O estudo publicado na revista Science usou imagens avançadas de raios X para observar o interior das células vivas da alga B. bigelowii.

Revelou que a replicação e a divisão celular foram sincronizadas entre as algas hospedeiras e a bactéria UCYN-A.

Forneceu ainda mais evidências do processo de fusão desse organismo de endossimbiose primária em ação.

“Até este artigo, ainda havia a questão de saber se isso ainda é um “endossimbionte” ou se tornou uma verdadeira organela”? Carolyn Larabell, coautora do estudo e cientista docente da Área de Biociências do Berkeley Lab e diretora do Centro Nacional de Tomografia de Raios-X, disse em um comunicado.

“Mostramos com imagens de raios X que o processo de replicação e divisão da alga hospedeira e do endossimbionte é sincronizado, o que forneceu a primeira evidência forte.”

Essas imagens, geradas por tomografia de raios X suave realizada por cientistas do Berkeley Lab, mostram as algas em diferentes estágios de divisão celular. UCYN-A, a entidade fixadora de nitrogênio agora considerada uma organela, é ciano; o núcleo da alga é representado em azul, as mitocôndrias são verdes e os cloroplastos são lilases. CRÉDITO: Valentina Loconte/Berkeley Lab

Eles também compararam as proteínas da bactéria UCYN-A isolada com as proteínas dentro das células das algas.

A equipe descobriu que a bactéria isolada só consegue produzir cerca de metade das proteínas de que necessita.

Ele precisa de sua alga hospedeira para fornecer o restante das proteínas necessárias à vida.

“Essa é uma das marcas de algo que passa de um endossimbionte para uma organela”, disse Zehr.

“Eles começam a jogar fora pedaços de DNA, e seus genomas ficam cada vez menores, e eles começam a depender da célula-mãe para que esses produtos genéticos – ou a própria proteína – sejam transportados para dentro da célula.” A equipe acredita que isto indica que a UCYN-A pode ser considerada uma organela completa.

Eles deram-lhe o nome de “nitroplasto” e potencialmente começou evoluindo há cerca de 100 milhões de anos.

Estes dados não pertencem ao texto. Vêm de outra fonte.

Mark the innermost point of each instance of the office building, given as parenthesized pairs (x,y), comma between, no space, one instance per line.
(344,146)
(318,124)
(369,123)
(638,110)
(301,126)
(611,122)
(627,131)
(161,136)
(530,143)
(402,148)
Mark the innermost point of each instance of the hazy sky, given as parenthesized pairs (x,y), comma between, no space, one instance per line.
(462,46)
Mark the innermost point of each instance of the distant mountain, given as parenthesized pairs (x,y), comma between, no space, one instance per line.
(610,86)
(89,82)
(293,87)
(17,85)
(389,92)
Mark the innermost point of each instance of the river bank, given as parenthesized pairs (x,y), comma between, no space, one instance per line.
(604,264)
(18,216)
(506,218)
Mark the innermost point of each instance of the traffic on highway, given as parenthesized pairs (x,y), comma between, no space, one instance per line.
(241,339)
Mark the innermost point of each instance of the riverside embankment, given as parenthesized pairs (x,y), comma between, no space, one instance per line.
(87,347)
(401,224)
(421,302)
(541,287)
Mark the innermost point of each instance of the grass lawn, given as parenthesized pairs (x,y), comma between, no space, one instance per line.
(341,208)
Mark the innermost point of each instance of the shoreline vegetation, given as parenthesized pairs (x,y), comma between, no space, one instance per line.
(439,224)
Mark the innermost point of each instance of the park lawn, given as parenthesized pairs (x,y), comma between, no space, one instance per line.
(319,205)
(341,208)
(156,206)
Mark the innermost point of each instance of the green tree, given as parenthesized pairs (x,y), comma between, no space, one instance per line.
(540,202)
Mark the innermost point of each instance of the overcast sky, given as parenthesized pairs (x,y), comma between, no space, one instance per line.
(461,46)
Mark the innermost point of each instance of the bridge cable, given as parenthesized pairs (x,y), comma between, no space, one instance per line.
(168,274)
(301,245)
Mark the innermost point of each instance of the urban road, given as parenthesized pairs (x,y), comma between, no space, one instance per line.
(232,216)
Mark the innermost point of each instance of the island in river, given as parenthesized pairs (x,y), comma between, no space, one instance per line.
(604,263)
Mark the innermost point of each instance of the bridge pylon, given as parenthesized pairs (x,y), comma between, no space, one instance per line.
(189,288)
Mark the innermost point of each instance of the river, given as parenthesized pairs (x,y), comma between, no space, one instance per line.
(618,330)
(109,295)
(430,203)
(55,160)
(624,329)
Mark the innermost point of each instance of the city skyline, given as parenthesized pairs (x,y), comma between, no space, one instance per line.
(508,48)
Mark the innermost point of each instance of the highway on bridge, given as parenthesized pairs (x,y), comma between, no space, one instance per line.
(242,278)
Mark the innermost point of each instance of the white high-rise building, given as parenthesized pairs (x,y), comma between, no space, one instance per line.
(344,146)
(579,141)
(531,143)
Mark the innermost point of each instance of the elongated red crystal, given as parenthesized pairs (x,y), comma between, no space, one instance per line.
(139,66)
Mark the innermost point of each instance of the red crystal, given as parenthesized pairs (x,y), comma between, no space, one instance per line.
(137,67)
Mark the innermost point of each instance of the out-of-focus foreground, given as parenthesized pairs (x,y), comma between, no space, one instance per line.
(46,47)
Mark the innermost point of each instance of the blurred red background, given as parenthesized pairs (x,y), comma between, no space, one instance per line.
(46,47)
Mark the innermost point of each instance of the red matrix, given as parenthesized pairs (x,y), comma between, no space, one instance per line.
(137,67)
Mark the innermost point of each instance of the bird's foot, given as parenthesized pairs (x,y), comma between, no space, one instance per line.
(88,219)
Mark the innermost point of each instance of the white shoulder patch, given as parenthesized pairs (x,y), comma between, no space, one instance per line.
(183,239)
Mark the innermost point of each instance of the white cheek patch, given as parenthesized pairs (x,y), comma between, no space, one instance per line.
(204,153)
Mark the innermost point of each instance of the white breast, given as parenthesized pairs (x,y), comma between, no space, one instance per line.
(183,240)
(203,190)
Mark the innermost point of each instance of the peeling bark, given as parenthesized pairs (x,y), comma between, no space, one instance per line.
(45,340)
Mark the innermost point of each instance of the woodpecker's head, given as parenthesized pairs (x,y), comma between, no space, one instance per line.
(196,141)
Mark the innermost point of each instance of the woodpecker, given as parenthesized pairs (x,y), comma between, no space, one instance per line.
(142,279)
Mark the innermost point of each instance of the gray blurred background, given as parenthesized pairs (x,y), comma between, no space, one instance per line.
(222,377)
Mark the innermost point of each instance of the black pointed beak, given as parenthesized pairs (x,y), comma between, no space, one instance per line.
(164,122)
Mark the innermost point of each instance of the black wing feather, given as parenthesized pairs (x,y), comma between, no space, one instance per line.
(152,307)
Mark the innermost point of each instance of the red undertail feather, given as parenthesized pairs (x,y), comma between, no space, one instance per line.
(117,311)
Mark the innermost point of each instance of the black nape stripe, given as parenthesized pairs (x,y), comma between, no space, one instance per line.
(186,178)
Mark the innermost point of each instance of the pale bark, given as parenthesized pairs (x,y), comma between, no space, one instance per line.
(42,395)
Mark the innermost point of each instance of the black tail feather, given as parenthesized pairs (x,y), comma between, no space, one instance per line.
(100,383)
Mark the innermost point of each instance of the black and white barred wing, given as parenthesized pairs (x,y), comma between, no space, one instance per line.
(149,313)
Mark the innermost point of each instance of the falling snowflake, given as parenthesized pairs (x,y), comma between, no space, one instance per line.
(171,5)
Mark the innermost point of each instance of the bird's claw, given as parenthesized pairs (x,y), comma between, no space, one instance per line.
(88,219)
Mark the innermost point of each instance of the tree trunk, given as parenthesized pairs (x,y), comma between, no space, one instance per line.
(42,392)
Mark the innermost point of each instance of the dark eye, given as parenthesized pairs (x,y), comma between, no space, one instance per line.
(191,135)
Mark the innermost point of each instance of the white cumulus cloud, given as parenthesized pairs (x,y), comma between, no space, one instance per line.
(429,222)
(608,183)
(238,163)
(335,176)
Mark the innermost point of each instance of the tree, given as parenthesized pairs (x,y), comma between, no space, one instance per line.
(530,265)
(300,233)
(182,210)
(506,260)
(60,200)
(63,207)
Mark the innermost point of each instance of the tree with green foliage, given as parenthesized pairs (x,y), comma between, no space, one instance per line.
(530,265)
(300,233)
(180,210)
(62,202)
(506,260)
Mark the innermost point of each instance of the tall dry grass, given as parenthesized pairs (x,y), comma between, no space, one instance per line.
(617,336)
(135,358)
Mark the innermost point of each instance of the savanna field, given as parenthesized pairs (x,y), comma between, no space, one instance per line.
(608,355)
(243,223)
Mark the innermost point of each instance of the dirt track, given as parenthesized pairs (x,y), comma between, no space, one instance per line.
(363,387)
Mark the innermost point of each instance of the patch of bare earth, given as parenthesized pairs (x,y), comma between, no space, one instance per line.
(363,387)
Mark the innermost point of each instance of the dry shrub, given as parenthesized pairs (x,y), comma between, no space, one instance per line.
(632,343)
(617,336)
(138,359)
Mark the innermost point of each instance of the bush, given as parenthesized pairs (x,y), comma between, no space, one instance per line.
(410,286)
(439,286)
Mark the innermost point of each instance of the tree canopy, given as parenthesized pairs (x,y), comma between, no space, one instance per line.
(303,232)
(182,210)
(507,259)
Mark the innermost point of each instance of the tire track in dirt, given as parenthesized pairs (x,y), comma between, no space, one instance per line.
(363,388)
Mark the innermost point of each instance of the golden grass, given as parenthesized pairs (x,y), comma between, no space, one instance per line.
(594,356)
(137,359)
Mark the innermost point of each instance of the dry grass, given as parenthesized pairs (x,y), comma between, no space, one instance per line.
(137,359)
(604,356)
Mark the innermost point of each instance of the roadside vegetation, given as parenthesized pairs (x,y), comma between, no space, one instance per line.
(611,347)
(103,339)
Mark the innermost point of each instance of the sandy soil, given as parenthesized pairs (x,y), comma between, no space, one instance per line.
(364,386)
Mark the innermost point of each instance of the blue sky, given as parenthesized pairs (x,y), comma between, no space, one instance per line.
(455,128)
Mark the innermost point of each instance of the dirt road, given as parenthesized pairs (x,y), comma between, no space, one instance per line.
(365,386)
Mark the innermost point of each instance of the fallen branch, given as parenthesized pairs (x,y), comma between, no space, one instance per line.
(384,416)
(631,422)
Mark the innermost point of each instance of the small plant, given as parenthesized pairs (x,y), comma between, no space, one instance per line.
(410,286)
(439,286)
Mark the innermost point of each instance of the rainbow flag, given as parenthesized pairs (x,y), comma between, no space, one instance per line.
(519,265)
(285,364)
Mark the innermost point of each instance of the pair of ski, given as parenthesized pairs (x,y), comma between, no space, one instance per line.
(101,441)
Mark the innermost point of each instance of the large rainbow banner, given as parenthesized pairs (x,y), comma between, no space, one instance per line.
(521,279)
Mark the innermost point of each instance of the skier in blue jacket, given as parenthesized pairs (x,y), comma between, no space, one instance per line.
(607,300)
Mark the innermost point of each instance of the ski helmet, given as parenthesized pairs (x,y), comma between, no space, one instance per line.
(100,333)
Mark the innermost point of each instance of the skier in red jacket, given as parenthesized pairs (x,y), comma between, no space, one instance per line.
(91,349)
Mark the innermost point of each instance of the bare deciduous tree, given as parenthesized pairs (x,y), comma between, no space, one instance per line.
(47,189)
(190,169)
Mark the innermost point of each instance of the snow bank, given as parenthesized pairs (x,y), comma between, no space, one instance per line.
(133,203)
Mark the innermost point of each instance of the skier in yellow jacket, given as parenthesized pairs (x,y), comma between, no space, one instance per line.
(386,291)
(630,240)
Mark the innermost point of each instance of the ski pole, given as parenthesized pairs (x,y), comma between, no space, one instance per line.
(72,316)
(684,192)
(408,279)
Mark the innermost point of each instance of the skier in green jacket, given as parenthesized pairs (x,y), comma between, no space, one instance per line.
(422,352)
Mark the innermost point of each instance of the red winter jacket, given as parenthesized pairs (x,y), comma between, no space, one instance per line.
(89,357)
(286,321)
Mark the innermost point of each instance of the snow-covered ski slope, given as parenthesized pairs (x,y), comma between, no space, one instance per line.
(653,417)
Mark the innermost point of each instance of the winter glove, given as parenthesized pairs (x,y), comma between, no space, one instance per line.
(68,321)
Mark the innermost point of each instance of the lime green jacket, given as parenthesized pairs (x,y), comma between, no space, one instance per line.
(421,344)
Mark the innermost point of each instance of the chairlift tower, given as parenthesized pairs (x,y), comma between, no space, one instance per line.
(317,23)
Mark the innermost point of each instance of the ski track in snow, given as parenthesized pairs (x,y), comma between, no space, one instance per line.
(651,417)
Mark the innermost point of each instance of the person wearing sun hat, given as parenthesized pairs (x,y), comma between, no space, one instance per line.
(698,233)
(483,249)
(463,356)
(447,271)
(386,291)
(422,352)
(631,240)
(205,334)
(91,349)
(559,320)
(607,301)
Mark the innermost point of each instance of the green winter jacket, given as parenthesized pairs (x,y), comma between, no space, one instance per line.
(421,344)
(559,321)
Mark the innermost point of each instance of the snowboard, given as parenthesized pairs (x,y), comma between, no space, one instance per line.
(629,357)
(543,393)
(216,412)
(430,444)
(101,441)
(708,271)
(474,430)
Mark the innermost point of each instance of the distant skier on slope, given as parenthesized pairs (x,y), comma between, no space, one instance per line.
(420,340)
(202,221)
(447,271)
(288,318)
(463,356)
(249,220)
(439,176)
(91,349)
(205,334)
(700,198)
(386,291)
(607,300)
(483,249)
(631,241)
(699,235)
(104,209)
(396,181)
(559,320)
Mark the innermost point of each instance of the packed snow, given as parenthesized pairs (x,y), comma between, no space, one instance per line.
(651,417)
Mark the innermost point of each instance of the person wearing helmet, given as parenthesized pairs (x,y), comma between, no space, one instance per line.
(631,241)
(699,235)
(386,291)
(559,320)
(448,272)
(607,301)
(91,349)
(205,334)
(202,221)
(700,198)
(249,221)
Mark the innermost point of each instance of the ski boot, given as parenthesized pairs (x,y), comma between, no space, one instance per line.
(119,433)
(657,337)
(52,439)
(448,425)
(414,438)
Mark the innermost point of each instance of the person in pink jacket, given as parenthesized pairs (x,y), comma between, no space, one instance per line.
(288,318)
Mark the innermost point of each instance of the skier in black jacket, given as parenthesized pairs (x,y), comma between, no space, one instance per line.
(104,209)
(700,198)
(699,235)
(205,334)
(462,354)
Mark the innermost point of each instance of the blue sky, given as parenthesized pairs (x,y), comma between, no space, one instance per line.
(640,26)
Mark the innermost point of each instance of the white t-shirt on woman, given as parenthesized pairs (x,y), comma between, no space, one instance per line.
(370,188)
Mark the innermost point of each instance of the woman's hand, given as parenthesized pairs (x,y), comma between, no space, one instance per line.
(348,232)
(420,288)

Embora isso pareça longo para o nosso senso humano de tempo, é apenas um milissegundo no tempo evolutivo quando comparado com mitocôndrias e cloroplastos.

Muitas outras questões sobre a UCYN-A e a sua alga hospedeira permanecem sem resposta e a equipe também planeia descobrir como a UCYN-A e a alga funcionam e estudar diferentes estirpes.

Um estudo mais aprofundado dos nitroplastos também poderia determinar se eles estão presentes em outras células e quais podem ser seus benefícios.

Por exemplo, poderia ter amplas aplicações na agricultura.

“Este sistema é uma nova perspectiva sobre a fixação de nitrogênio e pode fornecer pistas sobre como tal organela poderia ser transformada em plantas cultivadas”, disse Coale.

De acordo com Zehr, os cientistas provavelmente encontrarão outros organismos que tenham histórias evolutivas semelhantes às do UCYN-A, mas esta descoberta é “uma para os livros didáticos”.